Souffle + Soot points to analysis

Primary LanguageJava

Souffle + Soot based points-to analysis

Implementation of a points to analysis based on the Pointer Analysis Tutorial by Yannis Smaragdakis and George Balatsouras. This implementations leverages Soot's Jimple intermediate representation to convert the JVM bytecode into points-to facts, and Souffle, a datalog flavour developed to rapidly prototype static analysis.

Analysis Features

Project Structure

The analysis is composed of three main parts: the translator, the points-to ruleset, and the analysis orchestrator . Each of them are described in depth below.

Translator

Since the core-analysis is based in an Andersen Points-To analysis, this is a flow-insensitive analysis. This means the order of the statements does not change the output. In our case, this means we don't need to keep track of which fact was generated first.

The translation is performed walking the statements in the control-flow graph generated for a method's body. Each statements is mapped to Souffle facts, which are described by their following Java counterparts.

The translator is implemented here.

Ruleset

This is the central part of the points-to. The core-analysis is implemented on top of Souffle framework, hence the ruleset is written as datalog's logic rules. They are described in here.

The implementations is based in the first iteration of the tutorial mentioned above, but was tuned to handle some additional Java and Soot specifics, like static method calls and body-less methods.

Orchestrator

The analysis pipeline can be decomposed in several stages:

  1. Extract the points-to facts from the Jimple IR (which is our version of the Java code).
  2. Generate Souffle fact files to be consumed by the core-analysis.
  3. Run the core-analysis.
  4. Parse the output generated and convert that into a results object, to be queried by the user.

This is implemented here

Missing method body calls

By default, Soot doesn't generate a Jimple body for certain classes (for example JVM base classes, eg. java.lang.String). To cope with this, the analysis uses the signature of the called method, and fakes a method body which does the following:

  1. Allocates a new object of the type returned by the method
  2. Returns it

By doing this, the analysis considers this call as an actual method invocation, returning the newly (but fake) allocated heap object.

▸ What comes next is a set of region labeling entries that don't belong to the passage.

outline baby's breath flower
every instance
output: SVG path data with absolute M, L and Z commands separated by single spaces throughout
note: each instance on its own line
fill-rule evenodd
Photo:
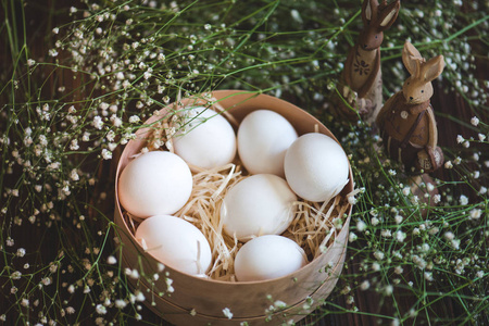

Soot can be configured to generate Jimple bodies for all JVM libraries (read all contained in rt.jar), but this creates some challenges when implementing both the Jimple -> Souffle Fact translation, and the underlying points-to rules. Some of them are:

  • Multiple language features have to be handled to have a loss-less translation between Jimple and the points-to input facts. This kind of challenges are explored in depth here.
  • This additional features are reflected in the implementation of the analysis itself. In the Smaragdakis-Balatsouras tutorial mentioned above, a simplification of a program model is used, which supports a limited number of features . To be able to handle real implementations (like Java Runtime libraries), a number of other things which have impact in the points-to graph generated have be supported (arrays, a complex inheritance model, etc).